Menurut perkiraan saya, timbulnya anggapan bahwa perkataan “Cina” itu mengandung penghinaan, sejak orang-orang Cina di Indonesia mau disebut “Tionghoa” dan negerinya harus disebut “Tiongkok”, yaitu pada zaman Demokrasi Terpimpin ketika Baperki kian berpengaruh, karena dari lingkungan itulah mulai timbul anggapan bahwa kata “Cina” itu mengandung penghinaan. Jadi hanya sebagai alasan, karena dalam masyarakat pengguna bahasa Melayu dan Indonesia sendiri tidak ada maksud menghina atau merendahkan dengan memakai istilah “Cina” itu. Hanya orang Cina tertentu (artinya tidak semua) dan para Indonesianis semacam Ben Anderson yang menganggap kata “Cina” mengandung penghinaan.

Akan tetapi belakangan ini dalam sejumlah surat kabar dan majalah perkataan “Cina” itu diganti menjadi “China”. Konon karena surat kabar terkemuka di Jakarta pernah ditegur atau diminta oleh pejabat dari kedutaan besar RRC agar jangan menggunakan perkataan “Cina”. Sebagai lembaga yang merasa tidak berdaulat dalam menggunakan bahasa nasionalnya, maka surat kabar itu mengikuti teguran atau permintaan itu dan dalam surat kabarnya sejak itu “Cina” selalu ditulis “China”. Dan karena surat kabar itu yang paling terkemuka di Indonesia, maka surat-surat kabar lain baik di Jakarta maupun di daerah tanpa diminta oleh pejabat kedutaan yang bersangkutan, secara sukarela menyalahi EYD dalam menuliskan kata tersebut dengan “China”.

Yang lebih ajaib ialah cara kata tersebut diucapkan. Dalam televisi kita dengar ada orang yang mengucapkannya sesuai dengan cara perkataan tersebut diucapkan dalam percakapan sehari-hari oleh orang biasa di pasar atau di surau. Tetapi ada juga yang mengucapkannya seperti dalam bahasa Inggris, yaitu “Caine”. Sementara itu tidak kurang yang mengucapkannya dengan “Caina”. Dan kalau yang dimaksud “orang China” sekarang biasa digunakan istilah Inggris “Cainis” (Chinese).
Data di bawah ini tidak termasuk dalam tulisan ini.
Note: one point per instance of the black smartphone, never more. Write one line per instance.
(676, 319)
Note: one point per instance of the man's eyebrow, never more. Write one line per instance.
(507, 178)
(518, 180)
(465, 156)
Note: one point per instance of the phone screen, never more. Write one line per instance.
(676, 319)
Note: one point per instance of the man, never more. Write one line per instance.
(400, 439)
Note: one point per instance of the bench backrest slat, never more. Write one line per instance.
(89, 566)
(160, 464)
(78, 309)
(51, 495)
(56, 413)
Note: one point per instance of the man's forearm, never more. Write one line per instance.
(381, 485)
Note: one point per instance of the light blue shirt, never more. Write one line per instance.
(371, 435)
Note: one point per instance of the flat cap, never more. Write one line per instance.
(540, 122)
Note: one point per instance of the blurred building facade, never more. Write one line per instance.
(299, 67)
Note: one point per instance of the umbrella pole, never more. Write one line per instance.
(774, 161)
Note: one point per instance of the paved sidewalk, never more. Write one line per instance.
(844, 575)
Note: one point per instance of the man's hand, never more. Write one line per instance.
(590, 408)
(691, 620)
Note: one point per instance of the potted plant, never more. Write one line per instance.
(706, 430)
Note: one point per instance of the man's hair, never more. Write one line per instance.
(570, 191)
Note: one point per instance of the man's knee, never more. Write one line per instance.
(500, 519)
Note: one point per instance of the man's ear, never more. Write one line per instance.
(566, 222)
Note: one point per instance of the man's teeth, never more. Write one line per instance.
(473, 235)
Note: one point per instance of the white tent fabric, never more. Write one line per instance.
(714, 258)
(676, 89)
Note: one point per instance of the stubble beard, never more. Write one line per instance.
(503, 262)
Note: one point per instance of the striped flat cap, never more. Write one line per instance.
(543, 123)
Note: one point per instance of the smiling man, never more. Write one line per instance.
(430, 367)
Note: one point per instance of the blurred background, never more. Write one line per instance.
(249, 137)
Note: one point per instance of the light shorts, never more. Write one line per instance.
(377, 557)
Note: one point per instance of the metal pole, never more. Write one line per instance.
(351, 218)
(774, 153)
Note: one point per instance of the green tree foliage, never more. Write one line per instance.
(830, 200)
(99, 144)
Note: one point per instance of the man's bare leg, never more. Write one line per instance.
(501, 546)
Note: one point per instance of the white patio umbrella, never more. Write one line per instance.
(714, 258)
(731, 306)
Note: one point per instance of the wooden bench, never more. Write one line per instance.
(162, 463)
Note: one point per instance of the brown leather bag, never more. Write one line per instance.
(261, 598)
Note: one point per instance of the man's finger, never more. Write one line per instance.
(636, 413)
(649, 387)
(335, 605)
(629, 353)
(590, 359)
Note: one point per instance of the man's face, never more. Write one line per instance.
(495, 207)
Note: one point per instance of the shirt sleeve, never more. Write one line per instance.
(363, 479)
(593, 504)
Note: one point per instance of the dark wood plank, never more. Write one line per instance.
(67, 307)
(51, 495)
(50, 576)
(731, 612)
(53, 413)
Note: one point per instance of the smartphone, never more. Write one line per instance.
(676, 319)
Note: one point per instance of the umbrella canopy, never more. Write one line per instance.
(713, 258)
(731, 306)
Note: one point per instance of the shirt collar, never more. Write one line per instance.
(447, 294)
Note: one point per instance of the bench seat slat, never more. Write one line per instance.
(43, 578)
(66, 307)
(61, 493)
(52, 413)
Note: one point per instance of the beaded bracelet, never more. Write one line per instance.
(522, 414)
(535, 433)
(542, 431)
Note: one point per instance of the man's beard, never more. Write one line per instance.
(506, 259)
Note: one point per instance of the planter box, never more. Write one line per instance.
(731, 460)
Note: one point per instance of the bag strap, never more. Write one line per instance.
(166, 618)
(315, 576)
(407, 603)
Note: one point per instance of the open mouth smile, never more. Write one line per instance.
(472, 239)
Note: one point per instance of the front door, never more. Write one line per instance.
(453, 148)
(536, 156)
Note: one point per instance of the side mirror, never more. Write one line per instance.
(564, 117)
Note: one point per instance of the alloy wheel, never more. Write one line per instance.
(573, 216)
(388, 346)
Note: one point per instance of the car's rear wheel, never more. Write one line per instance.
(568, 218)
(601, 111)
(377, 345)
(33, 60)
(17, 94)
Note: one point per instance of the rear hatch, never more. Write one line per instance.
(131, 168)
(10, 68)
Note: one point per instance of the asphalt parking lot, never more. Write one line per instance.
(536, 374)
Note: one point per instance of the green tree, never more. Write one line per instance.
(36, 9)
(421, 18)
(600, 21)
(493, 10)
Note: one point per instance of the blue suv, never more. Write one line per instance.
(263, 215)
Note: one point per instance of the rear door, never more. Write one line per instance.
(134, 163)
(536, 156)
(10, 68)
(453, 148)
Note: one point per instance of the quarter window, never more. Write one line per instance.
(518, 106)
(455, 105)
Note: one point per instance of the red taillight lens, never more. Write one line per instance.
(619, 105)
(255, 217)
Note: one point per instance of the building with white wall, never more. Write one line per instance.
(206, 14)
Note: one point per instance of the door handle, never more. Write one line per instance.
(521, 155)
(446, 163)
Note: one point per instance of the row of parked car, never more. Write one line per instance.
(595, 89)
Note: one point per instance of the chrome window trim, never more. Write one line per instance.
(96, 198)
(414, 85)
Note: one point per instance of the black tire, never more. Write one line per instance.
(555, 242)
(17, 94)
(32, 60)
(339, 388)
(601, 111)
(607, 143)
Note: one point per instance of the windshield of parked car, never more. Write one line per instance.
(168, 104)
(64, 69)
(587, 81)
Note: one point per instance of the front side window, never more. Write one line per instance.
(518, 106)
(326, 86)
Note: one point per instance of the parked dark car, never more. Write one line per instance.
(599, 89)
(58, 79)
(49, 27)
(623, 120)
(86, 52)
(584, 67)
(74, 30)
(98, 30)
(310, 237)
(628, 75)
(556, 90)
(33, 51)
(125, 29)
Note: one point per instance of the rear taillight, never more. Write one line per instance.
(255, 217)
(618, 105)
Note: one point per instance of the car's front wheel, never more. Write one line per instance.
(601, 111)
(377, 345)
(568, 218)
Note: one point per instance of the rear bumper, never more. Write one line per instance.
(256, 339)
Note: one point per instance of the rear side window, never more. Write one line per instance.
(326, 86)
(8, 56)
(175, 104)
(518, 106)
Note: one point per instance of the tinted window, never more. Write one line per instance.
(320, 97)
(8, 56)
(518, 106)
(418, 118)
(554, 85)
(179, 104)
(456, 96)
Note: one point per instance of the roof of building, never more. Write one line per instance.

Peristiwa itu menunjukkan betapa mudahnya kita menyesuaikan diri dengan kehendak orang lain, terutama kalau orang lain itu termasuk bangsa yang dianggap lebih kuat kedudukannya dari kita, sehingga kita lupa bahwa kita harus membela kedaulatan kita dalam berbahasa, termasuk mengatur ejaan dalam menuliskan kata-kata yang sudah menjadi perbendaharaan bahasa kita. Bukankah kita juga tidak meminta orang Cina dalam bahasanya menuliskan nama bangsa dan negara kita agar sesuai dengan kehendak kita, padahal dengan huruf cakar ayam itu entah bagaimana bunyi “Indonesia” mereka ucapkan.

Kita selalu ingin menjadi “orang baik” menurut orang lain, tetapi lupa bahwa kita sendiri sebagai bangsa yang merdeka dan berdaulat harus menentukan apa yang baik bagi kita. Memang sebagai bangsa yang lama menjadi jajahan orang lain, kita selalu terbiasa ingin disebut baik oleh orang lain, yaitu oleh bangsa yang menjajah kita. Oleh karena itu, kita tidak mempunyai tolok-ukur untuk memilah-milah mana yang baik dan mana yang tidak. Dengan kata lain kita terbiasa menjadi objek, padahal sebagai bangsa merdeka dan berdaulat kita harus menjadi subjek. Mengubah mentalitas sebagai objek menjadi subjek memang tidak mudah. Apalagi dalam terjangan globalisasi yang datang dengan dukungan modal kuat dan menggunakan sarana teknologi mutakhir yang maju.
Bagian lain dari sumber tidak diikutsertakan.